Which connection mode should I use with AS & VDS?

Direct Mode

If clients have direct physical server access, clients can use the Direct Mode connect to a 2X SecureClientGateway through port 80 (1). The client and gateway then negotiate data to establish a session, after which the client initiates an RDP session with the Terminal Server or VDI Host. The client will disconnect from the gateway and establish a new session with the server (2). Direct Mode is the most efficient connection mode, since the gateway is temporary with a minimal data load.

Regular Gateway Mode

With the Regular Gateway Mode, clients also connect to the 2X SecureClientGateway on port 80 (1), negotiate with the gateway to establish a session, and start an RDP session with the Terminal Server or VDI Host. However using this mode, the RDP session is tunneled on top of the first connection.
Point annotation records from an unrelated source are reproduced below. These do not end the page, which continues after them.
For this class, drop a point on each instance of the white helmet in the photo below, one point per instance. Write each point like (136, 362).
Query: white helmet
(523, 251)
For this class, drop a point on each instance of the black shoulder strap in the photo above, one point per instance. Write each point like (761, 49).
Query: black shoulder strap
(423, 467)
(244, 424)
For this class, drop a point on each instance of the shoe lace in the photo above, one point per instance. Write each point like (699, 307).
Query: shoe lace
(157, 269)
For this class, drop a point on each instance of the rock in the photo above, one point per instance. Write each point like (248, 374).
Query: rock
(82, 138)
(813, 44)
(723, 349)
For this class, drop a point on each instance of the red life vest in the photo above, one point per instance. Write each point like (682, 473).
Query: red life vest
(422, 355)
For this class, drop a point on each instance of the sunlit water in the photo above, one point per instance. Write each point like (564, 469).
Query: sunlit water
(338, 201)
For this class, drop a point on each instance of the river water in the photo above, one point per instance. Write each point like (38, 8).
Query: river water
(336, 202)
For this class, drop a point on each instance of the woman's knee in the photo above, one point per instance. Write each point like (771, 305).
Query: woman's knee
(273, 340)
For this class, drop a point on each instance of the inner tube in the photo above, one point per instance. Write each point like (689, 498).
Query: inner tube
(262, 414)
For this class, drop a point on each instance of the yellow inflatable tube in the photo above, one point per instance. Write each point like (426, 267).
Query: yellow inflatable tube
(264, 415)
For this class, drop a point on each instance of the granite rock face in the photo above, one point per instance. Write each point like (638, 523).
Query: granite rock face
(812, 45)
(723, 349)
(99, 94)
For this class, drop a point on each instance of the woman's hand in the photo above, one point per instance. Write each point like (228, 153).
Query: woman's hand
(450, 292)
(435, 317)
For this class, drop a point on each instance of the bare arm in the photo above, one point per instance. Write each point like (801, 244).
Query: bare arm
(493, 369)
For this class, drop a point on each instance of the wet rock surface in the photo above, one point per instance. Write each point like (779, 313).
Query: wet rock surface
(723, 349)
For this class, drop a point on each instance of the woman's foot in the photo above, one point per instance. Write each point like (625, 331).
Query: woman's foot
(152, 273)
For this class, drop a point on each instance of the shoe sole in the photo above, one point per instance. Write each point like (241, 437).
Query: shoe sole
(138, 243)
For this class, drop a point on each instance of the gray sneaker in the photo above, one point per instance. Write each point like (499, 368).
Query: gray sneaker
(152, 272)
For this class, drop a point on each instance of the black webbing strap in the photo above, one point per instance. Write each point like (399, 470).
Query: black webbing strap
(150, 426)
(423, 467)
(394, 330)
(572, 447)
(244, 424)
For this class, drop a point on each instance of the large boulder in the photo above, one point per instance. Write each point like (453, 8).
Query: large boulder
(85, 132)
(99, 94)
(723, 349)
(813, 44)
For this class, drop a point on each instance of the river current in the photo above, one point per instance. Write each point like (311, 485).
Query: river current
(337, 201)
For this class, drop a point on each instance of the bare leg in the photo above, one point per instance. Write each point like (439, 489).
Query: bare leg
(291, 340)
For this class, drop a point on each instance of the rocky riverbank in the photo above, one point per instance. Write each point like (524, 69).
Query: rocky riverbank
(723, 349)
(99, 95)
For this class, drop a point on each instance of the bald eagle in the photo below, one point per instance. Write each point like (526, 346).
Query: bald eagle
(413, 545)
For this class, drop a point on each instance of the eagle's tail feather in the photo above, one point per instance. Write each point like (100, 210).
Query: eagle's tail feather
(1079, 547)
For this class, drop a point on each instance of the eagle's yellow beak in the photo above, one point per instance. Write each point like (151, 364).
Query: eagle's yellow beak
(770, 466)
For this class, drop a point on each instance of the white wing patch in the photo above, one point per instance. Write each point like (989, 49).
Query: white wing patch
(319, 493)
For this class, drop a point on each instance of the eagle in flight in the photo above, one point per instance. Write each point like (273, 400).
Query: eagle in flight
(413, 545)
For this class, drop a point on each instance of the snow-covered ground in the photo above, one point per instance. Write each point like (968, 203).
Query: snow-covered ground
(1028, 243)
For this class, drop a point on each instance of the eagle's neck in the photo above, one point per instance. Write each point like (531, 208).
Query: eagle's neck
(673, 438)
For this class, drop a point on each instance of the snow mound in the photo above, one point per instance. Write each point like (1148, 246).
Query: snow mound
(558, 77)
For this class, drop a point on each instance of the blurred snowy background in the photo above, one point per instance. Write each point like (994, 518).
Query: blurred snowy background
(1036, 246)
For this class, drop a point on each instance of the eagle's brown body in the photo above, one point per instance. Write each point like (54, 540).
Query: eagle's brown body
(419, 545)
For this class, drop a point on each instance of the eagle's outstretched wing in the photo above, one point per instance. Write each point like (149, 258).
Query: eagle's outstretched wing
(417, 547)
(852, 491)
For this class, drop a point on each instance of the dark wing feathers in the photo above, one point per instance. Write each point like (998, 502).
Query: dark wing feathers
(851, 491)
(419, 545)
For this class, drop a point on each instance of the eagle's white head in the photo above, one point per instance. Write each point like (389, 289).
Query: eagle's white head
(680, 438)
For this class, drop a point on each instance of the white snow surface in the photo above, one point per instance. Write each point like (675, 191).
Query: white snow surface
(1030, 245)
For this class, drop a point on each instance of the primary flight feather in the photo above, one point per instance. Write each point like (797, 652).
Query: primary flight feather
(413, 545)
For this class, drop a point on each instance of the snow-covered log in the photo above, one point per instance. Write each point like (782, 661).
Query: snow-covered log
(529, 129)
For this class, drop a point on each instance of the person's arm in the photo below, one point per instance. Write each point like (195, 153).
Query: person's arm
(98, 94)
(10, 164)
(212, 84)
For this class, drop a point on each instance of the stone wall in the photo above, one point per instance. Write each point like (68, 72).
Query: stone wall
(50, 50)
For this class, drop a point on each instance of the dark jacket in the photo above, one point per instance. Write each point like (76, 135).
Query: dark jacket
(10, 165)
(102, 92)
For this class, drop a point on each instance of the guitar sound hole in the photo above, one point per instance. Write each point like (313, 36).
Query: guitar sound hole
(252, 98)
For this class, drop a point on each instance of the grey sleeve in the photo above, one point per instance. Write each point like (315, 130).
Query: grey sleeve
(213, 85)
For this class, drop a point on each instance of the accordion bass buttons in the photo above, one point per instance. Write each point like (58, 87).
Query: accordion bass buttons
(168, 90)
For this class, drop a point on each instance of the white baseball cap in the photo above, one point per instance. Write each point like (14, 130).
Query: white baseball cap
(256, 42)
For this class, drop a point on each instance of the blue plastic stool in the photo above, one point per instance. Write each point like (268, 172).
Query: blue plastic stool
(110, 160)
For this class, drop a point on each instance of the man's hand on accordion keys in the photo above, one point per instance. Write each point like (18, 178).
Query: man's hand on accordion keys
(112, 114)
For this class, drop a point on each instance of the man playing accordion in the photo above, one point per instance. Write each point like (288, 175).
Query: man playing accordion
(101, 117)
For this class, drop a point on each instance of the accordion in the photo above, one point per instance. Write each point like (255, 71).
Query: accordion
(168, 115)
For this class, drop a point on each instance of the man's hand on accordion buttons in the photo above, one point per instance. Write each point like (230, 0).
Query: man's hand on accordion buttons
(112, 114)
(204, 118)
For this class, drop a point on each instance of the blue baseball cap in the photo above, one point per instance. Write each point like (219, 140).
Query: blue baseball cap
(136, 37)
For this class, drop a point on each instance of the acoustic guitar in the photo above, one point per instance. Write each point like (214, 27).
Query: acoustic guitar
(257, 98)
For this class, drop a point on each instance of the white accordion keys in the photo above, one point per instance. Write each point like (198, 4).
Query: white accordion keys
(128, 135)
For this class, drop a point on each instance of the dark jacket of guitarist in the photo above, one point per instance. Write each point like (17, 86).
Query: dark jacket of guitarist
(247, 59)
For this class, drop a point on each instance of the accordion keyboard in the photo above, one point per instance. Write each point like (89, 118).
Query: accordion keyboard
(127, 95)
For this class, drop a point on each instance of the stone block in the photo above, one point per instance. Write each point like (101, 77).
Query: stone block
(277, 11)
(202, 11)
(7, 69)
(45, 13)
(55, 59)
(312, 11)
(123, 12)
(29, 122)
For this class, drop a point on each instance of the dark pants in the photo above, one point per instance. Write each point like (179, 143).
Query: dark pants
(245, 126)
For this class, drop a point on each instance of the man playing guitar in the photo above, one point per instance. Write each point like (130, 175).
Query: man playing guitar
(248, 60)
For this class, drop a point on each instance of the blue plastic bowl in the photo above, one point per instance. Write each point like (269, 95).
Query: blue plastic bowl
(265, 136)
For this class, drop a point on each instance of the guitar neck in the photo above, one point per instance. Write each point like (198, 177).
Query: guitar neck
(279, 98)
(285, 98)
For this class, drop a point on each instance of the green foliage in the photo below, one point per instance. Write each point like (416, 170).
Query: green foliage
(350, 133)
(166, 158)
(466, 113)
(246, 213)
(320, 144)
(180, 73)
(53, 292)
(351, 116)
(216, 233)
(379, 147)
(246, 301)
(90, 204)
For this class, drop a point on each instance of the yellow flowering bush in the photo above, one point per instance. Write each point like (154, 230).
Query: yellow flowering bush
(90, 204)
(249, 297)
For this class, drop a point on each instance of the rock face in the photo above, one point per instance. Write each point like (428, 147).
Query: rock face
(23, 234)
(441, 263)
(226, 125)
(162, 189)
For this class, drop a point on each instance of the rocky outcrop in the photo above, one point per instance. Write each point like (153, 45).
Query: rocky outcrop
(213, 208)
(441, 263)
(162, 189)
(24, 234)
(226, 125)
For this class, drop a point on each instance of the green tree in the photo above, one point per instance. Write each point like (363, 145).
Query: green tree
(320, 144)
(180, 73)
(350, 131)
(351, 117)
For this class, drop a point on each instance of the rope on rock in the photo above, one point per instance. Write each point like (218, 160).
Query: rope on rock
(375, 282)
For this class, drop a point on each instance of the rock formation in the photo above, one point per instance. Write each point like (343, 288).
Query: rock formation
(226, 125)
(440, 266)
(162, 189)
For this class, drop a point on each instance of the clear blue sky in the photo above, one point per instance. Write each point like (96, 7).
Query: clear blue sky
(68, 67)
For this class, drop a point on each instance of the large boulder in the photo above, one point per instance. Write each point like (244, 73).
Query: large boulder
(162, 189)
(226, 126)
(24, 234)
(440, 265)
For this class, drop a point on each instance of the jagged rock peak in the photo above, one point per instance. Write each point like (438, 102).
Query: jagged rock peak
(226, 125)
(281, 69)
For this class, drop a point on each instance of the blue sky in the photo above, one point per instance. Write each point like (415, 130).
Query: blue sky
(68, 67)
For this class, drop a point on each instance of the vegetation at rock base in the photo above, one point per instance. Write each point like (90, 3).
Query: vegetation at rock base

The gateway establishes a connection to the server (2) and forwards RDP requests from the client. This connection mode is ideal when the clients lack direct access to physical servers and no special security requirements are needed.

SSL Mode

In this mode, clients connect to a 2X SecureClientGateway on port 443 (1). Once an SSL tunnel is established, the client and gateway negotiate enough information to establish a secure session and the client starts an RDP session with the Terminal Server or VDI Host, the RDP session is tunneled on top on the first connection. This connection mode is optimal when the clients lack direct access to physical servers and high security safeguards are required.

In short, if your clients have direct access to terminal servers or VDI hosts, the Direct Mode is optimal, resulting in a lighter gateway load. If clients cannot reach the servers directly, users can choose between the Regular Mode and SSL Mode, depending upon what level of security is required.